Dramaturgy, as a research tool, is an important methodological approach that allows researchers to better understand human performances in daily interactions, particularly in the workplace. As technology becomes more prevalent, accessible and sophisticated- many organizations are leveraging technological advances to facilitate the shift from a face-to-face work environment to one that is increasingly remote. Work that was traditionally performed in a physical face-to-face environment can now be accomplished in a geographically dispersed digital environment. The time and space boundaries of the traditional workplace are being eradicated and replaced with less restrictive boundaries facilitated by technology.

This dramatic shift is reconstituting how we define and make sense of our work. A critical feature of the human condition is our ability to present, understand, display and interpret the communication and behavior of ourselves and others. Our expressions are our being. Goffman, a seminal scholar in dramaturgy, argued that all human interactions are very much like a grand play (Kivisto & Pittman, 2007). He eloquently posited that all human interactions and displays are performances that are acted out, observed, interpreted, and replayed between humans. The spirit of Goffman’s scholarship was not solely concerned with the broad human experience, but also with the micro-level interactions between individuals that in its cumulative form embodies the lived human condition (Kivisto & Pittman, 2007). Human performances are identifiable in our constant physical interactions with others across a number of contexts. However, with the rapid explosion of information technology, particularly in the workplace, understanding, seeing, and interpreting virtual interactions as actual performances is not as easily transparent nor subject to this theatrical gaze that dramaturgy provides us.

This chapter centralizes the dramaturgical approach as a critical methodological tool for researchers to better understanding the experiences of organizational members in a virtual work environment.

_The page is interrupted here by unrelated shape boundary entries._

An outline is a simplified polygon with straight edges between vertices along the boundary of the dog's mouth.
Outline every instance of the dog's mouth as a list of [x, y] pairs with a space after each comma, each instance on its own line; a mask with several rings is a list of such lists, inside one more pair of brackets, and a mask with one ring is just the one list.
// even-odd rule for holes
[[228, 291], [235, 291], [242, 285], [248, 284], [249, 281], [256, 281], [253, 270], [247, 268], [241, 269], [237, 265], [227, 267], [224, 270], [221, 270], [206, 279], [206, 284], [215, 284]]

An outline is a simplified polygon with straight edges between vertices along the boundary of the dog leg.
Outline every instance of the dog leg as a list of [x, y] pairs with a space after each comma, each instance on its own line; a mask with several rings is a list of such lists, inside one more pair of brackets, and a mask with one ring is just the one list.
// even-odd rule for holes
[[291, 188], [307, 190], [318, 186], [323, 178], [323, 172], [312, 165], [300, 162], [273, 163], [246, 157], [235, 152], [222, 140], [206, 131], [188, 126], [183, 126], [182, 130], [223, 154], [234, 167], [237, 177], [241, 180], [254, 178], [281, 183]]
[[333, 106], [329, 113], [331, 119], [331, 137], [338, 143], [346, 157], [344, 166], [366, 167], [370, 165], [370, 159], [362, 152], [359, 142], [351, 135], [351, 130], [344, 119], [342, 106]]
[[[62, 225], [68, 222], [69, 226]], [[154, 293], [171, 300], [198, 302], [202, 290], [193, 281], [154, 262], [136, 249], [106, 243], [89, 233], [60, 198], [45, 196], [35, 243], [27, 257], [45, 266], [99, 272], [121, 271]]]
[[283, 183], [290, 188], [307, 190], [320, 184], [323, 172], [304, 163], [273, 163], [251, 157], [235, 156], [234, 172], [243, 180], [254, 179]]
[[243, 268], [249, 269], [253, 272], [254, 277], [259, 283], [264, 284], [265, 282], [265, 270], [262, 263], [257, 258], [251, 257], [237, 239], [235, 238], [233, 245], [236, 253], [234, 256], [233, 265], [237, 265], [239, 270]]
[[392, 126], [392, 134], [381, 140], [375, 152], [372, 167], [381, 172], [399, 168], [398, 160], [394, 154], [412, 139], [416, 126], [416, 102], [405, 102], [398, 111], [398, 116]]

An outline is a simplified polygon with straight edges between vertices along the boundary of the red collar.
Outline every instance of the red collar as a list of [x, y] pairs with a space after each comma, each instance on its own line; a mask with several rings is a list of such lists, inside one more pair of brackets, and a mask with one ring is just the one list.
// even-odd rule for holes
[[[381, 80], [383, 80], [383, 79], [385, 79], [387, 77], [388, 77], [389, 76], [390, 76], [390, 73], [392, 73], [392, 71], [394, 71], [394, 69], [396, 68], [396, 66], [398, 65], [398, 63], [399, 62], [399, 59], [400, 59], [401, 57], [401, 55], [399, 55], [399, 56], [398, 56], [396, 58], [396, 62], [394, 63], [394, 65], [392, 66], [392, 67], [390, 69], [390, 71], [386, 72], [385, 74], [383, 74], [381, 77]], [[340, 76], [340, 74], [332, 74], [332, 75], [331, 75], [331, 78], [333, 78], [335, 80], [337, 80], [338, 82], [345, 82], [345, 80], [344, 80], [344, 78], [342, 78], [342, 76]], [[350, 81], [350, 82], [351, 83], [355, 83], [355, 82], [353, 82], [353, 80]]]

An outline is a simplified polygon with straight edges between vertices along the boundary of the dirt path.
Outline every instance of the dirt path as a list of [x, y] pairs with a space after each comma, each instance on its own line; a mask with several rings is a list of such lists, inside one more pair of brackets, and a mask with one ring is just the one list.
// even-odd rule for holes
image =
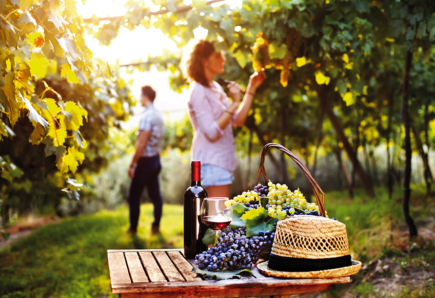
[[3, 250], [16, 241], [25, 238], [38, 228], [60, 220], [58, 217], [36, 218], [29, 217], [12, 227], [5, 229], [9, 238], [5, 240], [0, 236], [0, 251]]

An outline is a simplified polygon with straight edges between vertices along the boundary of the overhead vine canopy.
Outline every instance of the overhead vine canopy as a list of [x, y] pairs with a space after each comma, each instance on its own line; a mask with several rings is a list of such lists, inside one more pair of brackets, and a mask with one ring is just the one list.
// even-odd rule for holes
[[[85, 156], [96, 158], [96, 147], [101, 152], [99, 142], [128, 117], [133, 101], [122, 80], [92, 60], [74, 0], [0, 4], [0, 141], [13, 138], [19, 120], [27, 118], [33, 127], [28, 142], [44, 144], [60, 173], [74, 173]], [[103, 118], [101, 129], [87, 128]], [[10, 180], [7, 163], [0, 169]]]

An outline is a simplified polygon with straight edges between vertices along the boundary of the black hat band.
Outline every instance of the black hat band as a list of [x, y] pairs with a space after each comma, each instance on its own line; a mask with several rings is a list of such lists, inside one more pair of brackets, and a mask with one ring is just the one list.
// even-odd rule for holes
[[319, 271], [352, 265], [350, 255], [325, 259], [305, 259], [281, 257], [271, 254], [268, 267], [271, 269], [288, 272]]

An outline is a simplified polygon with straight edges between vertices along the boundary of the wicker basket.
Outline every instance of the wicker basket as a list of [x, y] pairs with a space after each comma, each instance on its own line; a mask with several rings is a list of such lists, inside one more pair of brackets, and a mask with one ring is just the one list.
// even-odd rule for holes
[[[258, 174], [257, 175], [257, 180], [256, 184], [257, 185], [258, 184], [258, 181], [260, 180], [260, 176], [262, 174], [263, 177], [264, 177], [264, 185], [267, 185], [267, 175], [266, 173], [266, 169], [264, 168], [264, 159], [266, 158], [266, 154], [267, 154], [267, 151], [270, 148], [277, 148], [281, 151], [284, 152], [299, 166], [302, 170], [302, 171], [303, 172], [304, 175], [305, 175], [305, 177], [311, 185], [311, 187], [314, 192], [314, 195], [316, 197], [316, 200], [317, 201], [317, 205], [319, 206], [319, 211], [320, 212], [320, 215], [322, 216], [325, 216], [326, 215], [325, 213], [325, 193], [322, 190], [322, 189], [320, 188], [320, 187], [317, 184], [317, 182], [316, 182], [316, 180], [314, 180], [314, 178], [313, 178], [313, 176], [311, 176], [311, 173], [310, 173], [310, 171], [308, 170], [308, 169], [305, 167], [305, 165], [304, 165], [302, 162], [296, 157], [296, 155], [290, 152], [288, 149], [286, 149], [282, 145], [275, 143], [269, 143], [264, 145], [264, 147], [263, 147], [263, 150], [261, 150], [261, 157], [260, 159], [260, 165], [258, 167]], [[319, 192], [322, 194], [321, 197], [320, 197]]]
[[284, 152], [302, 170], [313, 187], [322, 216], [297, 215], [278, 221], [269, 261], [257, 265], [259, 271], [268, 276], [298, 278], [338, 277], [357, 272], [361, 263], [351, 259], [346, 225], [325, 217], [325, 193], [294, 154], [279, 144], [265, 146], [257, 183], [260, 173], [267, 181], [264, 162], [270, 147]]

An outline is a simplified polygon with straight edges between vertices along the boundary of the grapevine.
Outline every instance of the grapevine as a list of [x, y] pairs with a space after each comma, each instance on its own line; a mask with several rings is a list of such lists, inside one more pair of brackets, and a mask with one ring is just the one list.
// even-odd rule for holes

Long (2010) defined “virtual work” as a complex organizational phenomenon that is not easily defined, nor bounded to task-related considerations. He further explains that virtual work is a value-laden, politically rich, nuanced form of organizational functioning that has significant ecological considerations and implications. Moreover, virtual work is complicated by the constant attention to tasks, social concerns, informal and formal communication, emotional labor (as well as psychological and physical), impression management, face-saving techniques, surveillance, mentoring, decision-making, among other considerations. Long’s (2010) definition of virtual work lays the methodological foundation to facilitate further exploration of virtual work from a dramaturgical perspective. Virtual work is primarily a performance bounded within the organizational context.